On March 7 Ted Haggard became president of the National Association of Evangelicals (NAE). Haggard pastors New Life Church in Colorado Springs, a 9,200-member church known for emphasizing prayer for world evangelism. Todd Hertz, CT's assistant online editor, interviewed Haggard.

Why do you think you were chosen to head the organization at this time?

The number one discipleship mechanism that God has chosen is the local church. It makes all the sense in the world for the president of the NAE to be a local church pastor. It's important that after I do an interview with a Washington, D.C., radio station that I then have to lead a marriage counseling appointment and then a funeral. What happens at that wedding, the funeral, and through teaching Genesis 19 on Sunday morning is the reason NAE exists.
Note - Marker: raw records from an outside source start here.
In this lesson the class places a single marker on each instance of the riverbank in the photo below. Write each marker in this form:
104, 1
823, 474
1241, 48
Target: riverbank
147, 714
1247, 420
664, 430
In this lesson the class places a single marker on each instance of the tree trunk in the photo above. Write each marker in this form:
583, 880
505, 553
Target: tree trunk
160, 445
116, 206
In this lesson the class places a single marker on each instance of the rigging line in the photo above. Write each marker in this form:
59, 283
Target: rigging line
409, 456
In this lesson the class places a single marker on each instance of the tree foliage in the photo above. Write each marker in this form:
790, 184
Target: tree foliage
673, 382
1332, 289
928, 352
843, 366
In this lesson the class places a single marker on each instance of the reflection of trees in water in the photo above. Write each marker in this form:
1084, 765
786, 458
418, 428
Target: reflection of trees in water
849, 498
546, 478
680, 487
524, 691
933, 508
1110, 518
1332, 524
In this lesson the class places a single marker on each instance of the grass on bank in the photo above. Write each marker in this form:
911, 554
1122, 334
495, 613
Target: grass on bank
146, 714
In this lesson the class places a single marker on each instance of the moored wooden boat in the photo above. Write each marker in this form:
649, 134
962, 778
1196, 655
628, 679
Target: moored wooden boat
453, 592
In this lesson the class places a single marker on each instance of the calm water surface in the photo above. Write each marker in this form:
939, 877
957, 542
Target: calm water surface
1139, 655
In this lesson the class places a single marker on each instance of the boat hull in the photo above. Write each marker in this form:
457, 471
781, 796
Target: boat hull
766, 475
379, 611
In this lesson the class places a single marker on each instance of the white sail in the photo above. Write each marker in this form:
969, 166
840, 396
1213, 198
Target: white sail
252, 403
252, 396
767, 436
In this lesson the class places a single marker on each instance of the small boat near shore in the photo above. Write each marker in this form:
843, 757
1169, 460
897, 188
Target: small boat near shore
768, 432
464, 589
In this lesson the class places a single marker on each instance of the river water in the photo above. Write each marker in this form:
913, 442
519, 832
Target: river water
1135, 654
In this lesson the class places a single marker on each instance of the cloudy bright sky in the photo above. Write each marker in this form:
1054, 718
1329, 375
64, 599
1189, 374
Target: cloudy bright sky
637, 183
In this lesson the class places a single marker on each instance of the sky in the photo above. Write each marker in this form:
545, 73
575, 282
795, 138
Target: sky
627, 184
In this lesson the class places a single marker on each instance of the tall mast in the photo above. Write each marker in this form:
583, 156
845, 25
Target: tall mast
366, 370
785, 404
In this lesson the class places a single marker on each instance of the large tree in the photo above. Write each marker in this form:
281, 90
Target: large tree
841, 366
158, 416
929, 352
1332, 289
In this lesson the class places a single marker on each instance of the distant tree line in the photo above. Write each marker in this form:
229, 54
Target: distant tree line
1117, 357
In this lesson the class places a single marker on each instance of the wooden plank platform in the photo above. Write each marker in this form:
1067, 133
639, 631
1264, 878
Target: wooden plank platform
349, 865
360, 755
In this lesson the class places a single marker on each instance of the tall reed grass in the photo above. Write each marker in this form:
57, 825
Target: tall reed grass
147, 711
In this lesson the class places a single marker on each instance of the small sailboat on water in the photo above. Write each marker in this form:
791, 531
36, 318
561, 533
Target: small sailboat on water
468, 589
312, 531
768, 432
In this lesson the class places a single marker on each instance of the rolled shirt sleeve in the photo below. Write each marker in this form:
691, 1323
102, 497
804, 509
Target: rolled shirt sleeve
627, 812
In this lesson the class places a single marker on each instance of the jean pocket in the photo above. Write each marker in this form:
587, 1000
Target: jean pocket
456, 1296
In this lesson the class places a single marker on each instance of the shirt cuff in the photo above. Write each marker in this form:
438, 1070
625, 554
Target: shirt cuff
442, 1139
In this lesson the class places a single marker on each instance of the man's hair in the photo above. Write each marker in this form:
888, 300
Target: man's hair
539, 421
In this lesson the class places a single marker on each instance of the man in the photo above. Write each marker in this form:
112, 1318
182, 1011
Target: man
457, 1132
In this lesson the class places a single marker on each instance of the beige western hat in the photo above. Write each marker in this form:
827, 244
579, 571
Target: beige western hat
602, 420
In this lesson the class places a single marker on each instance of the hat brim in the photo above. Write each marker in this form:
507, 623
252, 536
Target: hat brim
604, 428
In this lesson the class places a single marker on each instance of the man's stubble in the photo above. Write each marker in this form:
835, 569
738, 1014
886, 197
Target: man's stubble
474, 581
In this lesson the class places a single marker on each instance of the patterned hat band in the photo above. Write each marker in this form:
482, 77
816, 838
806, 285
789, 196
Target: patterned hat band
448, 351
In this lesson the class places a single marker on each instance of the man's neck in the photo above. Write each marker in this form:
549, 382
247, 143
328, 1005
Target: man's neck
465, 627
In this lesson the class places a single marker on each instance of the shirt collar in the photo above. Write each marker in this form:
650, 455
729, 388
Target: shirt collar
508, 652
How would you describe your beliefs—where do you fit in the evangelical spectrum?

I am a Spirit-filled evangelical and a dispensationalist, but I am not a sensationalist dispensationalist.

My worldview embraces the body working together to promote the gospel. Christians need to be connected both to their local churches and, through their local churches, to a larger network of churches for the promotion of the gospel. There are certain things we can do together that we could never do alone.

Former NAE President Kevin Mannoia got into trouble for advocating closer ties with the National Council of Churches. Should the NAE build closer relationships with other networks, such as the NCC?

We need to have a respectful, civilized relationship with the NCC, but our differentiating chord is the emphasis on being born again, the integrity of the Bible as the Word of God, and that Jesus is the only way we can have eternal life. Many in the NCC do not embrace these things. I am not interested in unity for unity's sake. I am interested in born-again Christian believers being in unity to advance the cause of Christ. I am not interested in NAE participating in every group that wants to get together to celebrate the brotherhood of mankind. The gospel is a dividing message.

What are your priorities for NAE?

One of my passions is to ensure that evangelicalism is thoughtfully and effectively represented in the public debate. NAE is, to a degree, the representative of evangelicalism worldwide. The Southern Baptist Convention is not a member of NAE, but we still speak for them since they are evangelicals and we are the National Association of Evangelicals. In that role, my intention is to move NAE from being responsive to being proactive—and probably a little assertive.